Дрого не знал, что ответить.
– Да, так вот с этим лейтенантом… – продолжал свой монолог генерал, – как его фамилия? Ардуино, кажется?
– Ангустина, ваше превосходительство.
– Да-да, Ангустина, вот бедовая голова! Из-за глупого упрямства поставить под удар разметку пограничной линии. Не знаю, как они там… ну ладно, Бог с ними!… – решительно заключил он, выказывая свое великодушие.
– Но позвольте, ваше превосходительство, – осмелился заметить Дрого, – ведь Ангустина погиб!
– Возможно, очень даже возможно, вы, очевидно, правы, я уж и не помню, как там все было, – отмахнулся генерал, словно речь шла о какой-то чепухе. – Но его высочество был весьма недоволен, весьма!

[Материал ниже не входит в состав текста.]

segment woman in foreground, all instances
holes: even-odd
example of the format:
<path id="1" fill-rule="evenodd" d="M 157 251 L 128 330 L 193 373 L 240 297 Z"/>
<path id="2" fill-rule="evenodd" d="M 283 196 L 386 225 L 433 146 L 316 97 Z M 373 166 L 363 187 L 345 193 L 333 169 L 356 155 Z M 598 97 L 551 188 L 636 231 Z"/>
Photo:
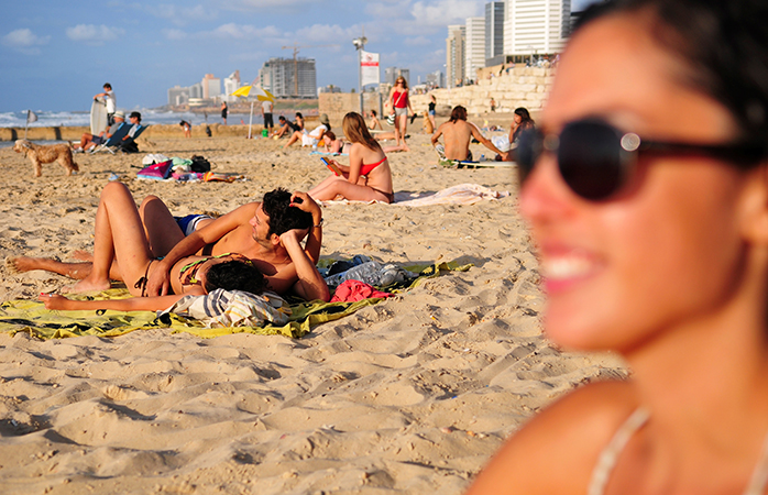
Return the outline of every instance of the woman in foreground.
<path id="1" fill-rule="evenodd" d="M 41 294 L 48 309 L 161 310 L 187 295 L 201 296 L 216 288 L 261 294 L 266 286 L 262 273 L 244 256 L 187 256 L 171 271 L 173 295 L 144 297 L 147 278 L 157 266 L 150 249 L 152 231 L 144 230 L 139 210 L 124 184 L 109 183 L 101 191 L 96 211 L 94 264 L 86 278 L 70 288 L 73 293 L 103 290 L 110 287 L 112 262 L 119 266 L 133 298 L 114 300 L 70 300 Z M 114 273 L 112 273 L 114 275 Z"/>
<path id="2" fill-rule="evenodd" d="M 392 170 L 382 146 L 373 139 L 360 113 L 349 112 L 342 123 L 349 146 L 350 166 L 328 160 L 342 172 L 331 175 L 309 191 L 315 200 L 330 200 L 337 196 L 358 201 L 394 202 Z"/>
<path id="3" fill-rule="evenodd" d="M 520 136 L 520 210 L 548 337 L 632 377 L 551 405 L 470 494 L 766 493 L 766 19 L 625 0 L 572 36 L 542 134 Z"/>

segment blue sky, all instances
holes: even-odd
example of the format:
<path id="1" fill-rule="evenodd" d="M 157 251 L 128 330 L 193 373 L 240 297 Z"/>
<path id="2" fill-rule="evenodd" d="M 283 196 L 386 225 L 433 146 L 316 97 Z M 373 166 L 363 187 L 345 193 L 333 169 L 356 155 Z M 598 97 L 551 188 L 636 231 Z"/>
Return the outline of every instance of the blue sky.
<path id="1" fill-rule="evenodd" d="M 589 0 L 574 0 L 575 9 Z M 443 68 L 448 24 L 482 15 L 473 0 L 26 0 L 3 2 L 0 111 L 88 110 L 105 81 L 120 108 L 165 105 L 167 88 L 235 69 L 250 81 L 270 57 L 317 61 L 318 86 L 356 87 L 352 40 L 385 67 Z M 318 46 L 336 45 L 336 46 Z"/>

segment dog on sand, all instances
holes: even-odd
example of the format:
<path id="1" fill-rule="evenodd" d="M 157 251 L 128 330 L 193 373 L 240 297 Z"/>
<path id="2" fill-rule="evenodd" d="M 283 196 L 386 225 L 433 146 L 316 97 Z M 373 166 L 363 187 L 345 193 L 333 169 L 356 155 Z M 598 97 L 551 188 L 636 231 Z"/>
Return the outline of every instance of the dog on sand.
<path id="1" fill-rule="evenodd" d="M 28 140 L 18 140 L 13 144 L 13 151 L 23 153 L 25 157 L 30 158 L 35 177 L 40 177 L 43 174 L 42 165 L 44 163 L 58 162 L 67 170 L 67 175 L 72 175 L 73 172 L 80 169 L 73 160 L 72 148 L 67 144 L 42 146 Z"/>

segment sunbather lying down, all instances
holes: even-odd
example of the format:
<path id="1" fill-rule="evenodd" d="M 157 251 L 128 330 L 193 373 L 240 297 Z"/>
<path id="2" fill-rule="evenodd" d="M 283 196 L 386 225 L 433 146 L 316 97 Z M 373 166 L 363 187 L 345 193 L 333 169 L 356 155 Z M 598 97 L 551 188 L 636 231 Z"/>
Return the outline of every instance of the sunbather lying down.
<path id="1" fill-rule="evenodd" d="M 171 272 L 173 295 L 144 297 L 146 280 L 158 265 L 154 263 L 156 260 L 150 245 L 152 239 L 147 239 L 131 193 L 121 183 L 110 183 L 101 193 L 96 211 L 92 268 L 88 276 L 68 290 L 85 293 L 109 288 L 110 268 L 112 262 L 117 261 L 120 279 L 134 297 L 109 301 L 75 301 L 44 294 L 41 299 L 48 309 L 158 310 L 171 307 L 186 295 L 205 295 L 215 288 L 261 294 L 266 287 L 263 274 L 240 254 L 208 257 L 196 255 L 184 257 L 174 264 Z M 53 260 L 51 262 L 55 263 Z"/>

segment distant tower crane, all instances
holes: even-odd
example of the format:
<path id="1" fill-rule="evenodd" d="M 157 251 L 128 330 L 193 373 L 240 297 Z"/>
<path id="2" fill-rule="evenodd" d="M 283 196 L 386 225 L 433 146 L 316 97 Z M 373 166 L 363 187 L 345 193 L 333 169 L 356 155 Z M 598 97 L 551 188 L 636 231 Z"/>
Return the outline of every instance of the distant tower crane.
<path id="1" fill-rule="evenodd" d="M 296 58 L 296 55 L 298 55 L 299 48 L 315 48 L 318 46 L 339 46 L 338 43 L 330 43 L 330 44 L 325 44 L 325 45 L 304 45 L 304 46 L 298 46 L 297 44 L 293 44 L 290 46 L 282 46 L 283 50 L 289 50 L 293 48 L 294 51 L 294 95 L 298 96 L 298 59 Z"/>

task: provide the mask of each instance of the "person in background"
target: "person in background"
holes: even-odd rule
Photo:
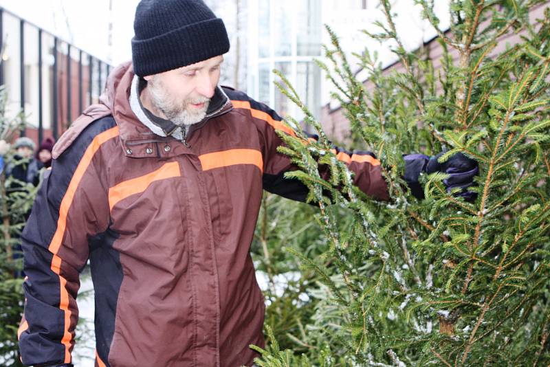
[[[34,160],[32,154],[36,145],[30,138],[27,137],[18,137],[14,143],[15,155],[14,162],[6,168],[6,177],[12,177],[16,181],[12,181],[10,185],[9,191],[17,191],[22,187],[23,184],[32,183],[33,178],[38,173],[32,164]]]
[[[42,168],[52,166],[52,151],[55,142],[51,137],[45,138],[38,146],[34,154],[34,159],[29,164],[27,172],[27,182],[32,182],[35,186],[40,184]]]

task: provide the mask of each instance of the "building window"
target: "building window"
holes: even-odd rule
[[[38,126],[38,30],[28,23],[23,26],[25,45],[25,115],[27,122]]]
[[[21,52],[19,19],[3,12],[4,82],[8,93],[6,115],[15,117],[21,111]]]

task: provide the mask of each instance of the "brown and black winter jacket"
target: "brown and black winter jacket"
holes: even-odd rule
[[[131,65],[109,77],[56,144],[23,233],[25,364],[69,363],[79,274],[95,289],[96,366],[250,366],[264,299],[249,252],[262,190],[304,200],[283,174],[280,118],[245,93],[217,91],[217,112],[187,137],[153,134],[129,102]],[[366,194],[387,198],[380,164],[338,151]]]

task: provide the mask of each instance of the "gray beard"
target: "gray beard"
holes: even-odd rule
[[[179,106],[173,103],[167,94],[155,84],[149,82],[148,86],[151,101],[155,108],[162,112],[168,120],[178,126],[190,126],[198,124],[206,116],[210,100],[208,98],[199,98],[197,100],[184,101]],[[188,102],[204,102],[204,109],[197,113],[190,113],[185,108]]]

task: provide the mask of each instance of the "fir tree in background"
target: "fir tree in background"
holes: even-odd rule
[[[23,366],[19,357],[17,327],[23,314],[23,261],[17,254],[19,236],[25,226],[36,189],[32,184],[6,177],[6,168],[19,163],[9,142],[24,126],[24,116],[10,118],[6,113],[8,95],[0,87],[0,365]],[[12,190],[14,184],[17,190]]]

Генерал умолк и вопросительно посмотрел на Дрого.
– Вы пришли… – сказал он весьма дипломатично и многозначительно. – В общем, вы здесь затем, чтобы просить о переводе в город, не так ли? Всех вас почему-то тянет в город, да-да, и никак вы не хотите понять, что только в отдаленных гарнизонах и становятся настоящими солдатами.
– Так точно, ваше превосходительство, – ответил Джованни Дрого, взвешивая каждое слово и стараясь держать себя в руках. – Я потому и отслужил там четыре года.
– Четыре года! В вашем-то возрасте! Разве ж это срок?! – смеясь, воскликнул генерал. – Говорю вам не в укор, разумеется… я просто имел в виду, что эта распространенная ныне тенденция, пожалуй, не способствует укреплению духа командного состава… – Он замолчал, потеряв нить разговора. Потом, сосредоточившись, продолжал: – Что ж, голубчик, попытаемся удовлетворить вашу просьбу. Сейчас мы заглянем в ваше личное дело.